Cette promesse et ce choix sont garantis par une alliance. Le Pentateuque est aussi le livre des alliances. Il y en a une déjà, mais tacite, avec Adam ; elle est explicite avec Noé, avec Abraham, avec tout le peuple enfin, par le ministère de Moïse. Ce n’est point un pacte entre égaux, car Dieu n’en a pas besoin et il en prend l’initiative. Cependant, il s’y engage, il s’y lie d’une certaine manière par les promesses qu’il fait. Mais il exige en contrepartie la fidélité de son peuple : le refus d’Israël, son péché, peut rompre le lien qu’a formé l’amour de Dieu.

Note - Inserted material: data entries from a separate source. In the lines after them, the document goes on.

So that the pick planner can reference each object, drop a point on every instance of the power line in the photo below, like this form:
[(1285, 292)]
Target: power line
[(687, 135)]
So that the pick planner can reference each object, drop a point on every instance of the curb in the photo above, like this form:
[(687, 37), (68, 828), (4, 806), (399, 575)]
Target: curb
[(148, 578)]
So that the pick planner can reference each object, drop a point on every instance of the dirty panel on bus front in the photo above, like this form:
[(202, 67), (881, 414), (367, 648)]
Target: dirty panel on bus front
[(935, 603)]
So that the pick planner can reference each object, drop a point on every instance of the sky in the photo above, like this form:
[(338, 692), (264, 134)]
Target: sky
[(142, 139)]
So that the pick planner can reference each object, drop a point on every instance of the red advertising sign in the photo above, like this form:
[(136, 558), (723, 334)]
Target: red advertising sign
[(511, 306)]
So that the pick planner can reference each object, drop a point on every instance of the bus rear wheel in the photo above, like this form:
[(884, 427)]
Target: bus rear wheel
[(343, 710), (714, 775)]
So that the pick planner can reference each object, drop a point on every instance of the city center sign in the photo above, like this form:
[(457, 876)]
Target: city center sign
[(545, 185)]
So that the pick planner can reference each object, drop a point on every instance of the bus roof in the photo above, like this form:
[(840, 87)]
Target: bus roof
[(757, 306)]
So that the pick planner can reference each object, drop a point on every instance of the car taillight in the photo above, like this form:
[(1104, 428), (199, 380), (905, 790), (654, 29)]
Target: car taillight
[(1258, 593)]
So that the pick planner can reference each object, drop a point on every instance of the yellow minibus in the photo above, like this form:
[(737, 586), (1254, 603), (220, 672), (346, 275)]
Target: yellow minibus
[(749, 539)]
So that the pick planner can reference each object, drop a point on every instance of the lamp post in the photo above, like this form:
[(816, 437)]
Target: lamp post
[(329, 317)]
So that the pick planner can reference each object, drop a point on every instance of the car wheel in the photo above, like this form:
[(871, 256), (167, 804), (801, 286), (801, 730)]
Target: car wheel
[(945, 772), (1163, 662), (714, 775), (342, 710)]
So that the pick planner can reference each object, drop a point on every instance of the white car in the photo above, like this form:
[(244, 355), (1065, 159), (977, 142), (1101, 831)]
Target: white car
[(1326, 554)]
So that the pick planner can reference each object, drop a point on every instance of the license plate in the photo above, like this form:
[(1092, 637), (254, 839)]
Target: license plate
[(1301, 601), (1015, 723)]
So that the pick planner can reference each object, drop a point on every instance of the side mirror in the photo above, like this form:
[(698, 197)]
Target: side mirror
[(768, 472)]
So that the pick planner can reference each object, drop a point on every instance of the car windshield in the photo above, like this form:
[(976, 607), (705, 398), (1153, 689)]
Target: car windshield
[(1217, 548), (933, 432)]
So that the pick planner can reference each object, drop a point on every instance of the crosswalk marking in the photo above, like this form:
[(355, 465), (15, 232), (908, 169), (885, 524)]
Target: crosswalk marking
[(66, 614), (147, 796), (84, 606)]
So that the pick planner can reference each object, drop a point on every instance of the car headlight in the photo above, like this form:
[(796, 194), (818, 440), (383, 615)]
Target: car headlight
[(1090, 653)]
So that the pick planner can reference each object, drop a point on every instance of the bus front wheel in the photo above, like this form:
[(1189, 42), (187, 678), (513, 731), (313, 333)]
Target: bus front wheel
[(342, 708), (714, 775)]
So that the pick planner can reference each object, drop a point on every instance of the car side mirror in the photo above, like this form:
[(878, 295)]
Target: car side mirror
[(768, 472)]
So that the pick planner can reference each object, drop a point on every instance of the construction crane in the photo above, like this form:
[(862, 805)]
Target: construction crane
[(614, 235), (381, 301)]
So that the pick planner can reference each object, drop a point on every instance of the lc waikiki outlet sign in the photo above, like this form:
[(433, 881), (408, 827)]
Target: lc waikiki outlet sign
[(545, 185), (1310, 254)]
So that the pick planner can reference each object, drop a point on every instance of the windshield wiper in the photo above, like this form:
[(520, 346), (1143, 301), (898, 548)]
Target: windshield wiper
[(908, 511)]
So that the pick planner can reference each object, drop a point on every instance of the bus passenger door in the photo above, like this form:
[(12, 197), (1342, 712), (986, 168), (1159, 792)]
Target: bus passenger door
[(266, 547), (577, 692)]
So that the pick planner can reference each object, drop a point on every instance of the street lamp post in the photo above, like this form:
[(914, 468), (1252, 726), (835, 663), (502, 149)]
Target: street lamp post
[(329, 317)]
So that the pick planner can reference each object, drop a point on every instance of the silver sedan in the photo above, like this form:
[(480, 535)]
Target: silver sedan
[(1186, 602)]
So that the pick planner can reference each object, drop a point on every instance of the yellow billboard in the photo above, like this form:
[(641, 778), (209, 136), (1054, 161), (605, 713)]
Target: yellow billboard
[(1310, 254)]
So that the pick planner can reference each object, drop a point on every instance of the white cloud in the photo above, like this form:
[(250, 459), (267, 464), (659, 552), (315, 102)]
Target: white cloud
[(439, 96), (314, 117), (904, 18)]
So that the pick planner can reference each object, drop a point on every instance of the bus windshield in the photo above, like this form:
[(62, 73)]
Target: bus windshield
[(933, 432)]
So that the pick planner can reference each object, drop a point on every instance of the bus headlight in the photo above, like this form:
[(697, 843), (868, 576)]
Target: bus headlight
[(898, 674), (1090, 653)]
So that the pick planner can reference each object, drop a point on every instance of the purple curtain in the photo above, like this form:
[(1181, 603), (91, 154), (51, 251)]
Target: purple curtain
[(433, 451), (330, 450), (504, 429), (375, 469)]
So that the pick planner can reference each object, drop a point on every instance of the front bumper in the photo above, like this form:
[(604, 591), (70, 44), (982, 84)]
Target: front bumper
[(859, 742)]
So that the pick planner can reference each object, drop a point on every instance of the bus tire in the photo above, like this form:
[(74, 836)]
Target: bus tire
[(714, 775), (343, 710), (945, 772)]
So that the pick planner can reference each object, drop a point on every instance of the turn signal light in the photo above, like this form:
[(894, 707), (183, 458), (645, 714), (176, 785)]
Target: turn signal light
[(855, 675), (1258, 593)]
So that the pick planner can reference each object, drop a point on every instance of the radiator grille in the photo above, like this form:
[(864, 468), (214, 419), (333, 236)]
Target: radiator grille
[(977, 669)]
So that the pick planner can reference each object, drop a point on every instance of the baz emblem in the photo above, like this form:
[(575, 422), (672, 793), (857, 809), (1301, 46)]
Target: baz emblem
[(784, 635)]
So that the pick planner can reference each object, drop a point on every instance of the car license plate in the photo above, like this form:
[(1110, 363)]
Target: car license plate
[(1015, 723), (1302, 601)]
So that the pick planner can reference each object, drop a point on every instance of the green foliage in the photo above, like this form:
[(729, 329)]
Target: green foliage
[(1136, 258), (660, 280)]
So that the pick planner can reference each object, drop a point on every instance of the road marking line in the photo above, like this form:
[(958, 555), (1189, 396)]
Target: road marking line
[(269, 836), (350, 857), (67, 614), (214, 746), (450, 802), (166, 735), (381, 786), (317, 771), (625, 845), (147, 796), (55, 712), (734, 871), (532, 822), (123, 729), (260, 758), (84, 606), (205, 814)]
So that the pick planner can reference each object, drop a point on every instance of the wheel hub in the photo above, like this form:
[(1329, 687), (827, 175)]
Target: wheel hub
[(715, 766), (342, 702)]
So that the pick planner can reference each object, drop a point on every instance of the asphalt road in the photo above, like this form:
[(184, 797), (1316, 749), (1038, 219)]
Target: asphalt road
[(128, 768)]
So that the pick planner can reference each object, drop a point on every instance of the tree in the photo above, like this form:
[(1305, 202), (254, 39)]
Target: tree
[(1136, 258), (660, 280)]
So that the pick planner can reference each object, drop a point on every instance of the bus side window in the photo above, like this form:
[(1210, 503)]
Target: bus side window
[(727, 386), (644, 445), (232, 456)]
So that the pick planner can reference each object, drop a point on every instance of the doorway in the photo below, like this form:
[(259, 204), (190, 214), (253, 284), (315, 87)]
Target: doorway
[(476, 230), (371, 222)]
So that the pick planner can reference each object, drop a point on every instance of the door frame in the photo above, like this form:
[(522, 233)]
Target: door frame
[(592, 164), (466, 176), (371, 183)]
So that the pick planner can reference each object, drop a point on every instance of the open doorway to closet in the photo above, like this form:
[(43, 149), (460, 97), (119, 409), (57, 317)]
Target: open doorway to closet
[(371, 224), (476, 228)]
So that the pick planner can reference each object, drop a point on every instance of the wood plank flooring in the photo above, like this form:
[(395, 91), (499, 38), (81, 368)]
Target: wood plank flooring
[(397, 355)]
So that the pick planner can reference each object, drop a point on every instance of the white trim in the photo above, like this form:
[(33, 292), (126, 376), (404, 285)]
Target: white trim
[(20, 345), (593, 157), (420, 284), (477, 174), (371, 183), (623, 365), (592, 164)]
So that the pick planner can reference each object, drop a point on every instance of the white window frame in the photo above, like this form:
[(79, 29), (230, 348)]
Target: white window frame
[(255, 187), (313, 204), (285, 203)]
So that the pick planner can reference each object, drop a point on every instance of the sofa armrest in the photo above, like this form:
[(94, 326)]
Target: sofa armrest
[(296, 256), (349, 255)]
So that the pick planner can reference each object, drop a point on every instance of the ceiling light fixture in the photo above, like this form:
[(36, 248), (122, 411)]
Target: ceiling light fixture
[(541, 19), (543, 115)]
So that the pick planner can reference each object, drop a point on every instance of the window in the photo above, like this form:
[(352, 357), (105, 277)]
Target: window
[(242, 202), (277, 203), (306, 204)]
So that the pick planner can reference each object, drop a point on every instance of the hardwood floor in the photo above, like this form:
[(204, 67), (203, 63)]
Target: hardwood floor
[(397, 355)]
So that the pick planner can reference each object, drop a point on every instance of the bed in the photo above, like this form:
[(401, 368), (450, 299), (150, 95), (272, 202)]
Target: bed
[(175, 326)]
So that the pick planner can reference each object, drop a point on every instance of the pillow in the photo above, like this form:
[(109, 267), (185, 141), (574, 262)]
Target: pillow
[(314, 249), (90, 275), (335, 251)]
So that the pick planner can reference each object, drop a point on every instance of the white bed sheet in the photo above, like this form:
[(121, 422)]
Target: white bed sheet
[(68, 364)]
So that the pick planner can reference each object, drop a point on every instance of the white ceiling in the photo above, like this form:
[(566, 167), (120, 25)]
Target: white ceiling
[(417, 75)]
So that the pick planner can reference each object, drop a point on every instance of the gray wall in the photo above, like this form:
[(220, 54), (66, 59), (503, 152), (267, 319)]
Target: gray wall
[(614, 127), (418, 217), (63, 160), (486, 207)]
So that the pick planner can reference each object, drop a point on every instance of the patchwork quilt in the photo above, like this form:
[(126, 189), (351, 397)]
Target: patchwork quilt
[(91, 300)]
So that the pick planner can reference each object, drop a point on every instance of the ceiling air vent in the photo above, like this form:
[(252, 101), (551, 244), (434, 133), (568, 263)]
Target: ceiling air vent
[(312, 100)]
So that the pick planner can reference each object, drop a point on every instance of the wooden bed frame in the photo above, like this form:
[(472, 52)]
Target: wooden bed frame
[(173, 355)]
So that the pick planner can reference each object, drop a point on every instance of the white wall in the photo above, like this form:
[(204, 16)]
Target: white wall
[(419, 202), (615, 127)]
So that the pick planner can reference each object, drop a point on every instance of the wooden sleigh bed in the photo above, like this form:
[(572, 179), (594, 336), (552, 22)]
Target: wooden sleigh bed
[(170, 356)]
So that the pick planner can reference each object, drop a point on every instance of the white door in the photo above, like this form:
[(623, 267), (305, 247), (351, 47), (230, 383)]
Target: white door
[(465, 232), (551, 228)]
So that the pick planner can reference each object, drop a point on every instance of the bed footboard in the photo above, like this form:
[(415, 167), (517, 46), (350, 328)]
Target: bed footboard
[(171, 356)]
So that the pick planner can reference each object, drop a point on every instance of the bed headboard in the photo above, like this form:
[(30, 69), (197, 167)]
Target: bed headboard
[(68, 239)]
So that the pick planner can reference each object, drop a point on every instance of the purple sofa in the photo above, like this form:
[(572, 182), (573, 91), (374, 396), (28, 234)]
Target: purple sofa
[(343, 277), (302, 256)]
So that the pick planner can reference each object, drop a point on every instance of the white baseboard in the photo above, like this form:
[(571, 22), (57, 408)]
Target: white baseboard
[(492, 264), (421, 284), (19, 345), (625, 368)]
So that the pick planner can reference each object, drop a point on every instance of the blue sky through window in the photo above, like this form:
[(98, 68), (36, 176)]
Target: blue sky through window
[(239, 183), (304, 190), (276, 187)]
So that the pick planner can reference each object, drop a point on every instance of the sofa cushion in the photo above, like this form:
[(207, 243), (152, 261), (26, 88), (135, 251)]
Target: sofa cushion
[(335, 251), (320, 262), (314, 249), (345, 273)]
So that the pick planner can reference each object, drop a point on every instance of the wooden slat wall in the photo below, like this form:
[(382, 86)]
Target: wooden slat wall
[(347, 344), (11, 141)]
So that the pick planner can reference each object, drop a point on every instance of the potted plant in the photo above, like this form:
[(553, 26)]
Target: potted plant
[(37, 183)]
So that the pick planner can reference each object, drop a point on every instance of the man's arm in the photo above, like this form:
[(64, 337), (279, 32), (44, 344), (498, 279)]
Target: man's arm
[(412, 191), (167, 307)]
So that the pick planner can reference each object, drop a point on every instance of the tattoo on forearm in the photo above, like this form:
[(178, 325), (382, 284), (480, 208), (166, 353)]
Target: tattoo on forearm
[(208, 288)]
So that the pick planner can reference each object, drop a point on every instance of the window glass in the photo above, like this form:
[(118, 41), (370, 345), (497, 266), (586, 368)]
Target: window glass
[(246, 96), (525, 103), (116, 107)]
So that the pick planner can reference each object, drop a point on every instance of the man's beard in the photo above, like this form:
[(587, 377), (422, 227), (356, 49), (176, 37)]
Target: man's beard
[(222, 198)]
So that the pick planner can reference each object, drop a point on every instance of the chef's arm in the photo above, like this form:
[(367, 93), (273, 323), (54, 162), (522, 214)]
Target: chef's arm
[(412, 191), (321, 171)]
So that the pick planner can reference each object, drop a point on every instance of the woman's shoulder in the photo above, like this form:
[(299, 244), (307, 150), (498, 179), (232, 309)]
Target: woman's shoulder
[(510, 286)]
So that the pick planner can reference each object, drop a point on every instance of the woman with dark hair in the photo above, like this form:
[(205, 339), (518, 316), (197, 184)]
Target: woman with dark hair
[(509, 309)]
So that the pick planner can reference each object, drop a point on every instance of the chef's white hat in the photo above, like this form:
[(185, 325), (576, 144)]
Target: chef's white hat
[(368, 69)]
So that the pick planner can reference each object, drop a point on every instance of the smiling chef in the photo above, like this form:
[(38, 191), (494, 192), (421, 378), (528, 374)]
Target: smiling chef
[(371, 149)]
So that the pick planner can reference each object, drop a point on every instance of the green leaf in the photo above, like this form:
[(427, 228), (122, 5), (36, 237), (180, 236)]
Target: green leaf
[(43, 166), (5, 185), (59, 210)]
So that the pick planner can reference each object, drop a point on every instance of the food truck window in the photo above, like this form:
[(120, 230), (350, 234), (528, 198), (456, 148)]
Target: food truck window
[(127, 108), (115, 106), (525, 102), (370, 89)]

Les conditions de cette fidélité sont réglées par Dieu lui-même. Au peuple qu’il s’est choisi, Dieu donne sa loi. Celle-ci l’instruit de ses devoirs, règle sa conduite conformément au vouloir divin et, en maintenant l’alliance, prépare l’accomplissement des promesses.

Ces thèmes de la Promesse, de l’Élection, de l’Alliance et de la Loi sont les fils d’or qui se croisent sur la trame du Pentateuque, et ils continuent de courir dans tout l’Ancien Testament. Car le Pentateuque n’est pas complet en lui-même : il dit la promesse mais non la réalisation, puisqu’il s’achève avant l’entrée en Terre Sainte. Il devait rester ouvert comme une espérance et une contrainte : espérance dans les promesses, que la conquête de Canaan paraîtra accomplir, Jos 23, mais que les péchés du peuple compromettront et que les exilés se rappelleront à Babylone ; contrainte d’une loi toujours pressante, qui restait dans Israël comme un témoin contre lui, Dt 31.26.

Cela dura jusqu’au Christ, qui est le terme où tendait obscurément cette histoire du salut et qui lui donne tout son sens. Saint Paul en dégage la signification, surtout Ga 3.15-29. Le Christ conclut la Nouvelle Alliance, que préfiguraient les pactes anciens, et il y fait entrer les chrétiens, héritiers d’Abraham par la foi. Quant à la Loi, elle a été donnée pour garder les promesses, comme un pédagogue conduisant au Christ, en qui ces promesses se réalisent.

Le chrétien n’est plus sous le pédagogue, il est affranchi des observances de la Loi, mais point de son enseignement moral et religieux. Car le Christ n’est pas venu abroger mais parfaire, Mt 5.17, le Nouveau Testament ne s’oppose pas à l’Ancien, il le prolonge. Non seulement l’Église a reconnu dans les grands événements de l’époque patriarcale et mosaïque, dans les fêtes et les rites du désert (sacrifice d’Isaac, passage de la Mer Rouge, la Pâque, etc.), les réalités de la Loi Nouvelle (sacrifice du Christ, baptême, la Pâque chrétienne), mais la foi chrétienne exige la même attitude fondamentale que les récits et les préceptes du Pentateuque commandaient aux Israélites. Plus que cela : dans son itinéraire vers Dieu, toute âme traverse les mêmes étapes de détachement, d’épreuve, de purification par où passa le peuple élu, et elle trouve son instruction dans les leçons qui furent données à celui-ci.

Une lecture chrétienne du Pentateuque doit prendre d’abord la suite des récits : la Genèse, après avoir opposé aux bontés de Dieu Créateur les infidélités de l’homme pécheur, montre, dans les Patriarches, la récompense accordée à la foi ; l’Exode est l’esquisse de notre rédemption ; les Nombres représentent le temps d’épreuve où Dieu instruit et châtie ses fils, préparant la congrégation des élus. Le Lévitique sera lu avec plus de fruit en liaison avec les derniers chapitres d’Ézéchiel ou après les livres d’Esdras et de Néhémie ; l’unique sacrifice du Christ a rendu caduc le cérémonial de l’ancien Temple, mais ses exigences de pureté et de sainteté dans le service de Dieu restent une leçon toujours valable. La lecture du Deutéronome accompagnera bien celle de Jérémie, le prophète dont il est le plus proche par le temps et par l’esprit.